Cmok v grlu - lump in the throat Irena Z. Tomazin Zavod Sploh ZASCD 018
https://sploh.bandcamp.com/album/cmok-v-grlu-lump-in-the-throat 

Cmok v grlu se présente comme un épais carnet artisanal réalisé à la main par Irena Z. Tomazin, une remarquable vocaliste expérimentale, en deux cents exemplaires, et relié sur un rectangle en carton avec des ficelles noires dans lequel s’insère discrètement un compact disc.  Onze morceaux nous font entendre des compositions pour voix seule basée sur des bruissements bucaux, des intonations, des voix de gorge, des inspirations dans la gorge, des multi-phoniques, glossolalies à bouche fermée expressives. Les feuilles du carnet maculées d’encre étendue par la salive de l’artiste Matej Stupica suggèrent les formes sonores introverties de la vocaliste. Je pense que son travail est remarquable et que sa présence émouvante à travers ces enregistrements superbement réalisés confère à sa recherche sonore / musicale une fascination trouble. Il ne s’agit pas à proprement parlé de « chant » , mais du témoignage vivant d’une pratique sonore qui a bien des similitudes avec une recherche graphique telle que celle contenue dans cet étonnant carnet.
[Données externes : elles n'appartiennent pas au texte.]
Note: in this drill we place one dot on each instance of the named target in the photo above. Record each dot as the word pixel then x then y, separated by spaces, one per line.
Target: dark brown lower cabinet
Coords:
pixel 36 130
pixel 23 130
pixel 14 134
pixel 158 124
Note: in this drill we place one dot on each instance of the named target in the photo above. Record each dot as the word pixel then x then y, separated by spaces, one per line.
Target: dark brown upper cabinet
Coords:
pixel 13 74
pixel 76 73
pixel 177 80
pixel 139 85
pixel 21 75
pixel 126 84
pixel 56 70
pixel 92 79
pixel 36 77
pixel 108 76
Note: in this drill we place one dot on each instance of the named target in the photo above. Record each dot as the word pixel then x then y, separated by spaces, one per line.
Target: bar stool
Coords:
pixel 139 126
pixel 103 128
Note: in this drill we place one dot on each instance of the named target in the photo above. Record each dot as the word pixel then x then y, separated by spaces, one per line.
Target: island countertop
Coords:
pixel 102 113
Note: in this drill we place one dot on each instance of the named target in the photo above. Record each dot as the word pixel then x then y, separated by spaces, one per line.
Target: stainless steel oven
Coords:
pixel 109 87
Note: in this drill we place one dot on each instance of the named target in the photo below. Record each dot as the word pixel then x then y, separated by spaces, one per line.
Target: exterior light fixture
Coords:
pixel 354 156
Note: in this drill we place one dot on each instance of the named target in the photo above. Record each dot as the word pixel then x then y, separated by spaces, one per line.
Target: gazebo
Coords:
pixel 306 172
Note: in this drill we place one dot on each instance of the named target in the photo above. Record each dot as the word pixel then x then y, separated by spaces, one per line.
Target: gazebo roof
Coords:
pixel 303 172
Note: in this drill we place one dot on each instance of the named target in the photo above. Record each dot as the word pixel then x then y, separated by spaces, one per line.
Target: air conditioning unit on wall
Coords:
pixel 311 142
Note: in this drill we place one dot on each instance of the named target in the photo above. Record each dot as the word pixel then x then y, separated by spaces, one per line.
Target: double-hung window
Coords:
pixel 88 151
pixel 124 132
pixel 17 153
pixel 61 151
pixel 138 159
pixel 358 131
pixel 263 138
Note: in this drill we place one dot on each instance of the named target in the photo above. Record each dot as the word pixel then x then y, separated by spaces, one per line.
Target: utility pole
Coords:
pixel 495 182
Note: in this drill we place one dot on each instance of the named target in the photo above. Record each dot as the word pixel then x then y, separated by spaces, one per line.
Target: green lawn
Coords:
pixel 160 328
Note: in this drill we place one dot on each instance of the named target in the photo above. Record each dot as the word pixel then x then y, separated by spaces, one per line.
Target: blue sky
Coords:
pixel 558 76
D’autres pièces numérotées de I à V sont des remix d’enregistrements antérieurs et s’exacerbent à la limite toujours repoussée d’une expression vocale extrême, un filet de voix irréel qui rejoint un tracé mélodique insoupçonné, ténu… Les plages 12, 13 et 14, qui apparaissent être des collages, confinent à l’indicible… Sublime souvent, et entièrement dans la retenue et une concentration infinie.  J’applaudis très fort cette musicienne – chercheuse vocale pour ce travail peu commun et fort méritant.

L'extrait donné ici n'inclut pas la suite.